POKOK-POKOK PEMIKIRAN AL FARABI
Pokok-pokok
pemikiran filsafat filsuf Al Farabi yang akan kami bahas, antara lain:
a.
Filsafat Al Farabi
Al
Farabi mendefinisikan filsafat adalah: Al Ilmu Bilmaujudaat Bima Hiya Al
Maujudaat, yang berarti suatu ilmu yang menyelidiki hakikat sebenarnya dari
segala yang ada ini. Bagi al Farabi, tujuan filsafat dan agama sama, yaitu
mengetahui semua wujud. Hanya saja filsafat memakai dalil-dalil yang yakini dan
ditujukan kepada golongan tertentu, sedang agama memakai cara iqna’i (pemuasan
perasaan), dan kiasan-kiasan, serta gambaran, dan ditujukan kepada semua orang,
bangsa, dan negara.[10] Al Farabi berhasil meletakkan dasar-dasar filsafat ke
dalam ajaran Islam. Dia juga berpendapat bahwa tidak ada pertentangan antara
filsafat Plato dan Aristoteles, sebab kelihatan berlainan pemikirannya tetapi
hakikatnya mereka bersatu dalam tujuannya.
Al
Farabi mendasarkan hidupnya atas kemurnian jiwa, bahwa kebersihan jiwa dari
kotoran-kotoran merupakan syarat pertama bagi pandangan filsafat dan buahnya.

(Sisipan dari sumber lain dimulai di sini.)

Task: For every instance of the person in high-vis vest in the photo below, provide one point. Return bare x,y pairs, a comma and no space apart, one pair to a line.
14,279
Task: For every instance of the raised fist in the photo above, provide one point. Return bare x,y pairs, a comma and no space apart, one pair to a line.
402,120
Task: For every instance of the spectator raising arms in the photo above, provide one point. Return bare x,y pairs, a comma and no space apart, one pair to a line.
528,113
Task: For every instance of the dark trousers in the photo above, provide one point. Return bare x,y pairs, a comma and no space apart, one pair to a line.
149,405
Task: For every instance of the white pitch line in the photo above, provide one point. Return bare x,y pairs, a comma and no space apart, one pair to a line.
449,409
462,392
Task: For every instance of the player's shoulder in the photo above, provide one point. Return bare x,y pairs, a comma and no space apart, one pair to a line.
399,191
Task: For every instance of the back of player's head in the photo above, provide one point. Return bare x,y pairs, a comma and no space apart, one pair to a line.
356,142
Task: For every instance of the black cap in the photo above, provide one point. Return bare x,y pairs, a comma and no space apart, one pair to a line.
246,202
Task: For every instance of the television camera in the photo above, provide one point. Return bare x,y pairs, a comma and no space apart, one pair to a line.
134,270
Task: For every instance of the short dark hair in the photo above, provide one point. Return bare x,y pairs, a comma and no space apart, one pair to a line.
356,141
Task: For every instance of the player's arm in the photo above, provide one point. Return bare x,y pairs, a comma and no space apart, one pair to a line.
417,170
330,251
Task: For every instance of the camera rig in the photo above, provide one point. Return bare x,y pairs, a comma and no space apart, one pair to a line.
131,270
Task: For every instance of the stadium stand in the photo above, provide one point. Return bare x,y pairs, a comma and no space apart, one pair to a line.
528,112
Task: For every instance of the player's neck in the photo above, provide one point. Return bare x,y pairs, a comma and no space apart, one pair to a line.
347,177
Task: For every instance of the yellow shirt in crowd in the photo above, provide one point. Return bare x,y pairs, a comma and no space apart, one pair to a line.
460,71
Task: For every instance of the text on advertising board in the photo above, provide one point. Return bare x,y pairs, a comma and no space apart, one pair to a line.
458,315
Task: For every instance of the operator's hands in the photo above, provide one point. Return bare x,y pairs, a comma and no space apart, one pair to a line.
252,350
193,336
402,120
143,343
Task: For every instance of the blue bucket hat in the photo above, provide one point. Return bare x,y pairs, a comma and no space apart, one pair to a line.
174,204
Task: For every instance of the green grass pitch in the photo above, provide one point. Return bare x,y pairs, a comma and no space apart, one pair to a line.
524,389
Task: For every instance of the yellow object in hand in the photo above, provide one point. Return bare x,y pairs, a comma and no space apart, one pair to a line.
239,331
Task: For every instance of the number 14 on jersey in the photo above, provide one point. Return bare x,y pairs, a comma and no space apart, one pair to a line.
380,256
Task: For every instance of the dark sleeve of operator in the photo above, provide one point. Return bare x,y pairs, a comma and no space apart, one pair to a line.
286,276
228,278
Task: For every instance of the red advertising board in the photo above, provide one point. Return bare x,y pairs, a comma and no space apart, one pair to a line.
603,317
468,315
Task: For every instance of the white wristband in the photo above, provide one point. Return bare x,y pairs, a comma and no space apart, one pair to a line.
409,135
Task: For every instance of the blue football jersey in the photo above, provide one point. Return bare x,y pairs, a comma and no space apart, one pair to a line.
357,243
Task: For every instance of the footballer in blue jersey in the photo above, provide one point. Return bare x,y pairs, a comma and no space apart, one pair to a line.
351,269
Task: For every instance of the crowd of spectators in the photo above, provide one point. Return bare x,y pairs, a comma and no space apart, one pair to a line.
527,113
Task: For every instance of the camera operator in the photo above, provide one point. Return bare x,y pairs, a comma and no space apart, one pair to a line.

Al Farabi mempunyai dasar berfilsafat adalah memperdalam ilmu dengan segala yang
maujud hingga membawa pengenalan Allah sebagai penciptanya. Dengan arah ke
situ, maka filsafat adalah ilmu satu-satunya yang dapat menghamparkan di depan
kita dengan gambaran yang lengkap mengenai cakrawala dengan segala cosmosnya
(kaum).[11] Menurut Al Farabi tujuan terpenting dalam mempelajari filsafat
ialah mengetahui Tuhan. Bahwa Ia Esa dan tidak bergerak, bahwa Ia menjadi sebab
yang aktif bagi semua yang ada, bahwa Ia yang mengatur alam ini dengan
kemurahan, kebijaksanaan, dan keadilan-Nya.[12]
b.
Filsafat Politik Al Farabi
Al
Farabi berpendapat bahwa ilmu politik adalah ilmu yang meneliti berbagai bentuk
tindakan, cara, hidup, watak, disposisi positif, dan akhlak. Semua tindakan
tersebut dapat diteliti mengenai tujuannya, dan apa yang membuat manusia dapat
melakukan seperti itu, dan bagaimana yang mengatur, memelihara tindakan dengan
cara yang baik dapat diteliti. Dengan kata lain, politik adalah bentuk
operasional dari pemerintah dan raja. Pemerintah, raja, atau penguasa ini
haruslah orang yang paling unggul, baik dalam bidang intelektual maupun
moralnya diantara yang ada.[13] Adapun pemerintahan dapat menjadi benar-benar
baik jika ada teoritis dan praktis bagi pengelolannya.[14]
c.
Definisi dan Esensi Jiwa
Al
Farabi mendefinisikan jiwa sebagaimana definisi Aristoteles, yaitu
‘kesempurnaan awal bagi fisik yang bersifat alamiah, mekanistik, dan memiliki
kehidupan yang energik’.[15] Makna ‘jiwa merupakan kesempurnaan awal bagi
fisik’ adalah bahwa manusia dikatakan menjadi sempurna ketika menjadi makhluk
yang bertindak. Kemudian makna ‘mekanistik’ adalah bahwa badan menjalankan
fungsinya melalui perantara alat-alat, yaitu anggota tubuhnya yang beragam.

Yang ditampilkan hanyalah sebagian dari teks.